The theory was beautiful (well in the abstract)…
Give troubled banks more credit and they will lend it out and the economy will stop its free-fall. Now, that sounds like utopia to me. Create credit and we will all be saved for unemployement, slowing production, decreased consumer spending, and rising interest rates.
HOLD ON… let’s put a toe back on the plane of reality…
Banks aren’t lending much more than before eventhough they are being handed gobs of cash. Why wouldn’t banks lend out free money?
What if…
- there aren’t any borrowers worthy of getting loans? — Let’s say during a recession! Oh right the economy slows WAY… DOWN.
- there are more troubled banks and unknowns on banks balance sheets.
- banks are holding the cash knowing full well that there is another storm on the horizon
I didn’t pull this out of thin air like the Fed does with money. An article in the NY Times starts with
The banks aren’t lending. And despite what you have heard, they probably won’t start just yet.

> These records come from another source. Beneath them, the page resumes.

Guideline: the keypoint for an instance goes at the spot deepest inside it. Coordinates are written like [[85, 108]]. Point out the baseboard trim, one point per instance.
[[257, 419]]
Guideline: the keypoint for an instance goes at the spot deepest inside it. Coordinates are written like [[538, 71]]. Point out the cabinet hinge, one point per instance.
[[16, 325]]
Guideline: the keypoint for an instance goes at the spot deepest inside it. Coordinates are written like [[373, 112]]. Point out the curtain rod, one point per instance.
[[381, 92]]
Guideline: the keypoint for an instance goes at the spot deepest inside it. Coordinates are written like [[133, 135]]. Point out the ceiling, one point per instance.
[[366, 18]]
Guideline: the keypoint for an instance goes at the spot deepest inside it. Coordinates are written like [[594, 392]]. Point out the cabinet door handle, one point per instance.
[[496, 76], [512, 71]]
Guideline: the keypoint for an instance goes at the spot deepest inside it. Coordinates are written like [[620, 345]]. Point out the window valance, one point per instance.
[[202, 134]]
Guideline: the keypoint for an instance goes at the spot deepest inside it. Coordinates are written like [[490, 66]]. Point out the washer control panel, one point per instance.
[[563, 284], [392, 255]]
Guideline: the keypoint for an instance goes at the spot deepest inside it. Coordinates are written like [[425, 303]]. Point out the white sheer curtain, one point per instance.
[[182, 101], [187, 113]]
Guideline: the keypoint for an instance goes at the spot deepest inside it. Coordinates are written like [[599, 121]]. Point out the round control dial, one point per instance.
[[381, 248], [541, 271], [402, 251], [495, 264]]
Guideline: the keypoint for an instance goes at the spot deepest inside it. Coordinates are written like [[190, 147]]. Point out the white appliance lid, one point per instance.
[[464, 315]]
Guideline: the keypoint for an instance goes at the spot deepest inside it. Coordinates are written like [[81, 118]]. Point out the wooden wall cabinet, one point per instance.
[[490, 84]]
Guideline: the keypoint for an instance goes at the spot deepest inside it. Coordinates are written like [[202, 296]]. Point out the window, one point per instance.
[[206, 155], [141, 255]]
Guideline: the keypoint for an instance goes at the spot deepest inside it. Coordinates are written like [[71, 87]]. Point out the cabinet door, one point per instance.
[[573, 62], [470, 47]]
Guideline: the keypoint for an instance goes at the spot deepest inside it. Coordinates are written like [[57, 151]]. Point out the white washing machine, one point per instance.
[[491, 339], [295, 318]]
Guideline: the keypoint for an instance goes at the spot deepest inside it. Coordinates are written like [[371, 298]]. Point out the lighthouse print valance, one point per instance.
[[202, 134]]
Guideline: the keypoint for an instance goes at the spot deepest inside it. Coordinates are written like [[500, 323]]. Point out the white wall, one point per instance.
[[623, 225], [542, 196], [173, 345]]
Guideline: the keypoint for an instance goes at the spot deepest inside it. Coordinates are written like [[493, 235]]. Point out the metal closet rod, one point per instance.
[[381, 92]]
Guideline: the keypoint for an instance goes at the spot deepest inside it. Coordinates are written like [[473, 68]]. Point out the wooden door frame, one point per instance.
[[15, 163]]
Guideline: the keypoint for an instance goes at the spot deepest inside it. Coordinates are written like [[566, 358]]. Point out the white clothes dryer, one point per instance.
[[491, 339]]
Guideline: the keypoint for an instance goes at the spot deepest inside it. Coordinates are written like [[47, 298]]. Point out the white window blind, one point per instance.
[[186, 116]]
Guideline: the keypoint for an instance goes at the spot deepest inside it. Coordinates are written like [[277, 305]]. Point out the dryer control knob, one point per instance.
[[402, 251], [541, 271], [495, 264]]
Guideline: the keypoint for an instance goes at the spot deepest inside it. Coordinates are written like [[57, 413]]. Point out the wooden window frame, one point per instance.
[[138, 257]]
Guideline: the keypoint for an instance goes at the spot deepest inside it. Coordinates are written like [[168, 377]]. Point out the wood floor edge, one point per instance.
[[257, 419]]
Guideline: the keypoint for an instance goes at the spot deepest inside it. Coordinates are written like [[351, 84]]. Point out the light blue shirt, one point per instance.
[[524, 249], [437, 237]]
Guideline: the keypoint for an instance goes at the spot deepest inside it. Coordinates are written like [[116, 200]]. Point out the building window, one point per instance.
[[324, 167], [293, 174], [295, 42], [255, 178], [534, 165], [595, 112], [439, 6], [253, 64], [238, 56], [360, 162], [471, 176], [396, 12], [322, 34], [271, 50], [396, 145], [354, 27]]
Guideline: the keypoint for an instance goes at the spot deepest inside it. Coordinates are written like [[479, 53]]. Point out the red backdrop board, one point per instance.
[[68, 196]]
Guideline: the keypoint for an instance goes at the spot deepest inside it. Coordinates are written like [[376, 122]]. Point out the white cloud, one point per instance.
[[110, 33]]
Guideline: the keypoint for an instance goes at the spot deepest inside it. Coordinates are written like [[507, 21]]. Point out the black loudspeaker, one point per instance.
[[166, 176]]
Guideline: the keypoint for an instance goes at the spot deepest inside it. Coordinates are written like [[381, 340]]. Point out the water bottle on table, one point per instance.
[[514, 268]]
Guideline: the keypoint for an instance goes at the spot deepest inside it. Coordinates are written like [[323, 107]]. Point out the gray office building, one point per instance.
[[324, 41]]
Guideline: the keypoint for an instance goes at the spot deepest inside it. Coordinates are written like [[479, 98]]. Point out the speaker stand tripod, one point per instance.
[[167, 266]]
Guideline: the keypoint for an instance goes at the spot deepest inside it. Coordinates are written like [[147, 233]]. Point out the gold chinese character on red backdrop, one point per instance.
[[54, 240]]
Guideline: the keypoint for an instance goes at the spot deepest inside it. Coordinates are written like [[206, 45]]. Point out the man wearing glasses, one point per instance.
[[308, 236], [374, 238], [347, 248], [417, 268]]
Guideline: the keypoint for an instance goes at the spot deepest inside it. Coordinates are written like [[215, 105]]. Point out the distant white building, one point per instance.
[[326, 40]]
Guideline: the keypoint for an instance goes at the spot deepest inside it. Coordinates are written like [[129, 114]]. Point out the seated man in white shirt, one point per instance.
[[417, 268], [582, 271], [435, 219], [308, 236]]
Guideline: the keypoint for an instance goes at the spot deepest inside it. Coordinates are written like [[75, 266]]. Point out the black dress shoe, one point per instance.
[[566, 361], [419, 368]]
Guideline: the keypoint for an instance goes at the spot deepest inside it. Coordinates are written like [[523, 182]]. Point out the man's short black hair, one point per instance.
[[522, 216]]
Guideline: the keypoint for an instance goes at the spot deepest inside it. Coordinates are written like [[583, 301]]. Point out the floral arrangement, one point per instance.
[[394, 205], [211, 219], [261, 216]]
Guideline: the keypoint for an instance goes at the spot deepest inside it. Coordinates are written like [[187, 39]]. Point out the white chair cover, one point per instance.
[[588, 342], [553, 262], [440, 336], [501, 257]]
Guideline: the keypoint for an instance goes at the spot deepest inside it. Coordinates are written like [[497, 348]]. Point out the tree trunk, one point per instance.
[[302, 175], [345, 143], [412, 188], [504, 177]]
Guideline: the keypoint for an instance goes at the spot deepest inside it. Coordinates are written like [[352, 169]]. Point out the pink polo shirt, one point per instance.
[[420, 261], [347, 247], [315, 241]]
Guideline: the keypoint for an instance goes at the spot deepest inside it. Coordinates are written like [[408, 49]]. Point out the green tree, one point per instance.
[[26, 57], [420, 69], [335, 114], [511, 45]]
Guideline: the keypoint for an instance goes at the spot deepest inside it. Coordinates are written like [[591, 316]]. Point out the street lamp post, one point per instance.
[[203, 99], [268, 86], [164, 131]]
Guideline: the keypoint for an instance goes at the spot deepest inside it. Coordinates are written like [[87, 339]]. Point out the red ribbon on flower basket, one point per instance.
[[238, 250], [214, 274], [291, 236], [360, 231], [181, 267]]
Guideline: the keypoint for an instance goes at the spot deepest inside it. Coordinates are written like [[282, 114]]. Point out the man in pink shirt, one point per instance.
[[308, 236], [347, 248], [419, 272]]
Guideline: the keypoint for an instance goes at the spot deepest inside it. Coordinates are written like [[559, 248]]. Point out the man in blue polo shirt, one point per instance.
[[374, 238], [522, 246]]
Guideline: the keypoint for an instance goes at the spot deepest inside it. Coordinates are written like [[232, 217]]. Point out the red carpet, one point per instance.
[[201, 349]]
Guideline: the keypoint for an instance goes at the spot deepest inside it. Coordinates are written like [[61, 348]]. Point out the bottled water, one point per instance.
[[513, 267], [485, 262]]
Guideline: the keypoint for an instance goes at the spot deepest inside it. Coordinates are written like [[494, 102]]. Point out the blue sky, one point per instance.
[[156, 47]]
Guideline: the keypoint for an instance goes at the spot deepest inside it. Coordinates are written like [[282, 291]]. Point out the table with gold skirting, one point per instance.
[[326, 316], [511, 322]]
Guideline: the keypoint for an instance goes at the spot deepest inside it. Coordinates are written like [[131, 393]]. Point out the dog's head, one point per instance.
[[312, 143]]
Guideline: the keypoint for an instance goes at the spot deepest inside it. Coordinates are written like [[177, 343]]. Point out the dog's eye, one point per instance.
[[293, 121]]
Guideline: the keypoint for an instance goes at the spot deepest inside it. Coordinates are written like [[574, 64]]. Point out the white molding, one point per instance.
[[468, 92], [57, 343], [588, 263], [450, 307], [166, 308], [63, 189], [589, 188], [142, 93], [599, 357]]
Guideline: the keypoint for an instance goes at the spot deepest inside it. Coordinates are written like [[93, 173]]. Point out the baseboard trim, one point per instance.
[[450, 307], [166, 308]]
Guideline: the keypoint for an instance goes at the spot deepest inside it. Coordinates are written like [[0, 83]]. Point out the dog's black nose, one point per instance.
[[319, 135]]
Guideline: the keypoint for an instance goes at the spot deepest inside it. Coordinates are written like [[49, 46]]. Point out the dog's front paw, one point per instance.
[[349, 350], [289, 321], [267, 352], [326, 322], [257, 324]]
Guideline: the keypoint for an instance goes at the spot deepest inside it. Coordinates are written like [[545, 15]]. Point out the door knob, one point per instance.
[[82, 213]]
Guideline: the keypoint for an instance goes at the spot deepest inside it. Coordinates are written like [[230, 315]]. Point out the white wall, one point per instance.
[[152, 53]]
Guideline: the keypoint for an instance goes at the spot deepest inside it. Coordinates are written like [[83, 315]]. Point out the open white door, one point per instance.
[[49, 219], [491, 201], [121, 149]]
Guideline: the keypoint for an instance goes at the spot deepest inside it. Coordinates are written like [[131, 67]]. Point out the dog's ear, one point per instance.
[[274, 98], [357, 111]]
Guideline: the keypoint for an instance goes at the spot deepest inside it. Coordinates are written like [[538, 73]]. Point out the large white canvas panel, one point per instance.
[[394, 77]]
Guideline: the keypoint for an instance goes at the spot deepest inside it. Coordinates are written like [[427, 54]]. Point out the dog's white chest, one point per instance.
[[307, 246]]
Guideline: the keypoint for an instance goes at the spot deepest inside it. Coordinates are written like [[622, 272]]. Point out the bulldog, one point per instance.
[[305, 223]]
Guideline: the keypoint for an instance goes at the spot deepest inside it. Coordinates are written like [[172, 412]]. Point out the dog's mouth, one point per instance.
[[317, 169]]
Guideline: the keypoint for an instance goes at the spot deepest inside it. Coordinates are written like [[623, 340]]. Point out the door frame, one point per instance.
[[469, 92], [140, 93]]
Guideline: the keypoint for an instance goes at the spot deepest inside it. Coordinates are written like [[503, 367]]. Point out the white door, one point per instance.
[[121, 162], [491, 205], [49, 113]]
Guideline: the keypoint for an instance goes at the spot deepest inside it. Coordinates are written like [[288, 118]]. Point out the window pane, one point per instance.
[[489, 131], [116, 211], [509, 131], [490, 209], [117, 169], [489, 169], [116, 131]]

Sorry Paulson your plan isn’t working.
“Our purpose is to increase confidence in our banks and increase the confidence of our banks, so that they will deploy, not hoard, their capital,” Mr. Paulson said in a statement Monday. “And we expect them to do so, as increased confidence will lead to increased lending. This increased lending will benefit the U.S. economy and the American people.
Of course, with a $250 billion injection into America’s biggest banks — not all of which were troubled — Mr. Paulson has a political sales job to do. And no requirements to lend were attached to the money. (Some banks may use the money to buy others.)
But Mr. Paulson is making a big assumption about confidence, because until the real economy recovers — which could take more than a year — lending to Main Street is unlikely to return rapidly to normal levels.
“It doesn’t matter how much Hank Paulson gives us,” said an influential senior official at a big bank that received money from the government, “no one is going to lend a nickel until the economy turns.” The official added: “Who are we going to lend money to?” before repeating an old saw about banking: “Only people who don’t need it.”
Again banks don’t want to lend into a very uncertain future. They want confidence in the economy — there isn’t any and the opposite is occurring. People are spending less as they become more concerned about the safety of their jobs. Most Americans have no savings cushion to fall back on.
Roger Bootle and Jonathan Loynes of Capital Economics in London wrote a sobering note on Monday about the cash infusions into European banks that may apply here as well. “We expect rising loan defaults and further asset write-offs over the next couple of years to practically wipe out the governments’ capital injections, leaving banks back at square one,” they said. “Given that banks will need to increase their capital in order to expand their lending book, these measures on their own are unlikely to prevent bank lending from stagnating.”
Wait a minute… all that money being put into the system to restore confidence and spur lending may just vanish? So at the end of the day more banks fail, the economy continues to contract, available credit continues to contract, unemployment rises, and interest rates eventually rise. This isn’t what Paulson sold to us with his bailout plan. Were we duped?
Nah, the individuals responsible for the government’s actions are always in need of votes and making a horrible situation look not so bad or at least feasible to fix. At the end of the day our failed bailouts will have a disastrous effect. The consequences are a HUGE debt burden, a larger interest payment on that debt, the world losing confidence in the value of the dollar, and a prolonged recession probably followed by major inflation. I’ve been singing this song for a while and it will take time to play out, but as you can see this is a VERY rocky road.